The Chief Branchman answered, “Quite simply, the ship malfunctioned. It kept us in deep cryogenic fugue for centuries while its programming ignored potential systems for an orbital worldtree. Eventually, as the ship realized its mistake—twelve hundred of us had already died in fugue créches never designed for such a lengthy voyage—the ship panicked and began dropping out of Hawking space at every system, finding the usual assortment of stars that could not support our Templar-grown tree ring or that would have been deadly to Ousters. We know from the ship’s records that it almost settled us in a binary system consisting of a black hole that was gorging on its close red-giant neighbor.”

“The accretion disk would have been pretty to watch,” said Den Soa with a weak smile.
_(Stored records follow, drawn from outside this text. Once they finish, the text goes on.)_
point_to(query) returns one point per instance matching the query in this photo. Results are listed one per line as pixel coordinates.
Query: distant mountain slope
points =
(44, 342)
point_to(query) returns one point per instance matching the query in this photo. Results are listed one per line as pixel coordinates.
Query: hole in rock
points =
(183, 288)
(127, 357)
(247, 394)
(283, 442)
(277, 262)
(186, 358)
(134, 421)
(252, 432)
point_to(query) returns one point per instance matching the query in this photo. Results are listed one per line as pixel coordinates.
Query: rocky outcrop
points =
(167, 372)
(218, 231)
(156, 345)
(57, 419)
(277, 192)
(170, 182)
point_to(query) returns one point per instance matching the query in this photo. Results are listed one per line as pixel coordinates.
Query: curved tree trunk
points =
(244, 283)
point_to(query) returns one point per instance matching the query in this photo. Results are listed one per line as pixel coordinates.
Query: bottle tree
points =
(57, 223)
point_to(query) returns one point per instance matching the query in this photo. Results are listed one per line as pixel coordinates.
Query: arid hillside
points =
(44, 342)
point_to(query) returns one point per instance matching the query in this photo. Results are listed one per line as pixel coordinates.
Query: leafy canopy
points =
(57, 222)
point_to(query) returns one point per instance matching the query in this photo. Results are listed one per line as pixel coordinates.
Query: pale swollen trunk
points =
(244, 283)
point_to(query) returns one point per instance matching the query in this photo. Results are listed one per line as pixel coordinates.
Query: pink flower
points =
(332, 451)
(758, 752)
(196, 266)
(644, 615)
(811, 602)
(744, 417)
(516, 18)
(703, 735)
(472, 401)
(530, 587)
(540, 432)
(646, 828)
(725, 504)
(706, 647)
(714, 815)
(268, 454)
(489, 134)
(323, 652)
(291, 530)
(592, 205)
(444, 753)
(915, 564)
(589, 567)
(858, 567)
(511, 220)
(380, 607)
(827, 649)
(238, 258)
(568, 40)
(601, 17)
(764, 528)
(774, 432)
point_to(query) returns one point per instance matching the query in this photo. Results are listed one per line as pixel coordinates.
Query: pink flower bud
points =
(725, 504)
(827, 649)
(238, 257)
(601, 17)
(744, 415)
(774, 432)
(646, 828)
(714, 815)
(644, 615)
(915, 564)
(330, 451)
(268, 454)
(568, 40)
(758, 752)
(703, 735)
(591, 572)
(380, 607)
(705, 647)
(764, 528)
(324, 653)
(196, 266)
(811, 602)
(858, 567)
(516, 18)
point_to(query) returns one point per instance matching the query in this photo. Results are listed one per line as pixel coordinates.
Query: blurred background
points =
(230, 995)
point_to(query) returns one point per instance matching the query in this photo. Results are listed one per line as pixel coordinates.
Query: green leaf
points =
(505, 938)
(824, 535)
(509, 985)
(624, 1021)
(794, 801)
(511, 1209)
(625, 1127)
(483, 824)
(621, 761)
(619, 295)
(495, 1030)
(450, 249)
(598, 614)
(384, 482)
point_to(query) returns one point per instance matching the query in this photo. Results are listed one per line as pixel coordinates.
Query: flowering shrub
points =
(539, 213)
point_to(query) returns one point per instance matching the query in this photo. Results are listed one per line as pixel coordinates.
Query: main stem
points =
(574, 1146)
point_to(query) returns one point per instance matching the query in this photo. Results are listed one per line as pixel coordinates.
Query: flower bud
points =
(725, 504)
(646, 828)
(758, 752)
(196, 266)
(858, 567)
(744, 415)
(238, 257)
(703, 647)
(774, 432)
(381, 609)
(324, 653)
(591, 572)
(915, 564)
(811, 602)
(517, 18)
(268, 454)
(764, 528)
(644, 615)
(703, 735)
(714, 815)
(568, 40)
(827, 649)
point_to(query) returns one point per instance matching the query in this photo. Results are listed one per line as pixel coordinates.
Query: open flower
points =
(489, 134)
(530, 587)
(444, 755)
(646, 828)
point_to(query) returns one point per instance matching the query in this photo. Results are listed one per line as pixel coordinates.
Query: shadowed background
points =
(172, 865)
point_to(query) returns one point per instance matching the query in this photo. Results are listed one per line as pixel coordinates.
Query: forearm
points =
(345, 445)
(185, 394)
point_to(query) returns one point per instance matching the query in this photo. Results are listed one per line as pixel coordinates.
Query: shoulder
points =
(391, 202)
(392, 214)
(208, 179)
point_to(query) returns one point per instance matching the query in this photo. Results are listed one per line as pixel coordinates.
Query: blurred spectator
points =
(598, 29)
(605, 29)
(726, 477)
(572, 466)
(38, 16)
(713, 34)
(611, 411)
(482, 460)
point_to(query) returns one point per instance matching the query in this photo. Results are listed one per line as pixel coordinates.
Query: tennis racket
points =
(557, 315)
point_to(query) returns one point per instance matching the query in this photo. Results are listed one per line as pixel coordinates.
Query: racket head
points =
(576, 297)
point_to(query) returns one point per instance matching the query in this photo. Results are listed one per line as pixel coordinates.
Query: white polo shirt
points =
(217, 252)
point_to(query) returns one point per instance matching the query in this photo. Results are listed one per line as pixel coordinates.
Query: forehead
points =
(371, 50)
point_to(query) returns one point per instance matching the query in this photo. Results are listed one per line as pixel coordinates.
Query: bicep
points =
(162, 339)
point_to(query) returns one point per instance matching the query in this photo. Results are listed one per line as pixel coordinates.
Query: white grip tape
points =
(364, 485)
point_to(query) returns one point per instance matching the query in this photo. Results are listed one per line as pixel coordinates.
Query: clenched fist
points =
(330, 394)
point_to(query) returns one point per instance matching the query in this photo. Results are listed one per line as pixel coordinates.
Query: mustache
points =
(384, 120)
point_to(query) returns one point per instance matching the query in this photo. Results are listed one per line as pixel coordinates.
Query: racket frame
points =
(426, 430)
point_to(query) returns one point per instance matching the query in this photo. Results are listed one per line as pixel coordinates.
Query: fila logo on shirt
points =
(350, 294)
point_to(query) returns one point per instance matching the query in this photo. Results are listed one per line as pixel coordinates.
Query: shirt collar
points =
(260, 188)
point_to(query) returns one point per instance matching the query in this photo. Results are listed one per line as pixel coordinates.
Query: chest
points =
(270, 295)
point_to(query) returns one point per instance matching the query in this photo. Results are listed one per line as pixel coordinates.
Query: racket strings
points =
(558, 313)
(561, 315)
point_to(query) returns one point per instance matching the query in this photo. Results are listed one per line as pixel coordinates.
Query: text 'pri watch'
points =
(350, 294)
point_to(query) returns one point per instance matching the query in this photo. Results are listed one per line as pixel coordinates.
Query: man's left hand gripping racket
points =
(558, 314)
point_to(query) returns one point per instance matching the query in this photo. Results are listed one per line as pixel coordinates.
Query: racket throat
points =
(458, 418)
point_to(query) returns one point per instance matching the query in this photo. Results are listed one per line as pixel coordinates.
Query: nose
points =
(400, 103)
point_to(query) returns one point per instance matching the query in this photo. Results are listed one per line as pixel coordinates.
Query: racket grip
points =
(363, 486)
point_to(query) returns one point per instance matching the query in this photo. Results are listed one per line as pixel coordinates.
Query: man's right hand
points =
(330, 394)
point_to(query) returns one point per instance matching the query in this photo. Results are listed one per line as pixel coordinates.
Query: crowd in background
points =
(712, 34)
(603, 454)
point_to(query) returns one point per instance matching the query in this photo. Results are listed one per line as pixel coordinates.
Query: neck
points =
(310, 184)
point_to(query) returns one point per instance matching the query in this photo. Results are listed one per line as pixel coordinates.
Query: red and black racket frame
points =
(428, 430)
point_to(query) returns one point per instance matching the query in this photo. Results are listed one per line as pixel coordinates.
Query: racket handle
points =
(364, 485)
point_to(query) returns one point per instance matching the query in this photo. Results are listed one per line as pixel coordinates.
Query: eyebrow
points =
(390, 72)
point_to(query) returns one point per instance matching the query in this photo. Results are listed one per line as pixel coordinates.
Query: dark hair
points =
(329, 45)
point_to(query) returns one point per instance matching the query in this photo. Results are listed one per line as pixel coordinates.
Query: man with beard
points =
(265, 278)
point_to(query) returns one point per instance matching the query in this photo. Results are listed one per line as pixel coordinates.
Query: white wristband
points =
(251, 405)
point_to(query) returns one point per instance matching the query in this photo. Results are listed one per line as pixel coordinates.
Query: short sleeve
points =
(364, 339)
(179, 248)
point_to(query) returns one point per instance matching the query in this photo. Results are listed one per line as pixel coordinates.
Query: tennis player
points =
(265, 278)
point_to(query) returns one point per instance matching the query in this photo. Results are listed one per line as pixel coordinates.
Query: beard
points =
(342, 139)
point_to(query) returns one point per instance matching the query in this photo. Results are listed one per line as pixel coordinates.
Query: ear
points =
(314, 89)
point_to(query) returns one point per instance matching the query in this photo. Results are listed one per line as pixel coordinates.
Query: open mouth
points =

The Chief Branchman showed his own thin-lipped smile. “Yes, in the weeks or months we would have had before it killed us. Instead, working on the last of its reasoning power, the ship made one more jump and found the perfect solution—this double system, with the white-star heliosphere we Ousters could thrive in, and a tree ring already constructed.”

“How long ago was that?” asked Dem Lia.

“Twelve-hundred-and-thirty-some standard years,” broadcast Far Rider.

The Templar woman leaned forward and continued the story. “The first thing we discovered was that this forest ring had nothing to do with the biogenetics we had developed on God’s Grove to build our own beautiful, secret startrees. This DNA was so alien in its alignment and function that to tamper with it might have killed the entire forest ring.”

“You could have started your own forest ring growing in and around the alien one,” said Ces Ambre. “Or attempted a startree sphere as other Ousters have done.”

The True Voice of the Tree Reta Kasteen nodded. “We had just begun attempting that—and diversifying the protogene growth centers just a few hundred kilometers from where we had parked the seedship in the leaves and branches of the alien ring, when…” She paused as if searching for the right words.

“The Destroyer came,” broadcast Far Rider.

“The Destroyer being the ship we observe approaching your ring now?” asked Patek Georg.

“Same ship,” broadcast Far Rider. The two syllables seemed to have been spat out.

“Same monster from hell,” added the Chief Branchman.

“It destroyed your seedship,” said Dem Lia. So that was why the Ousters seemed to have no metal and why there was no Templar-grown forest ring braiding this alien one.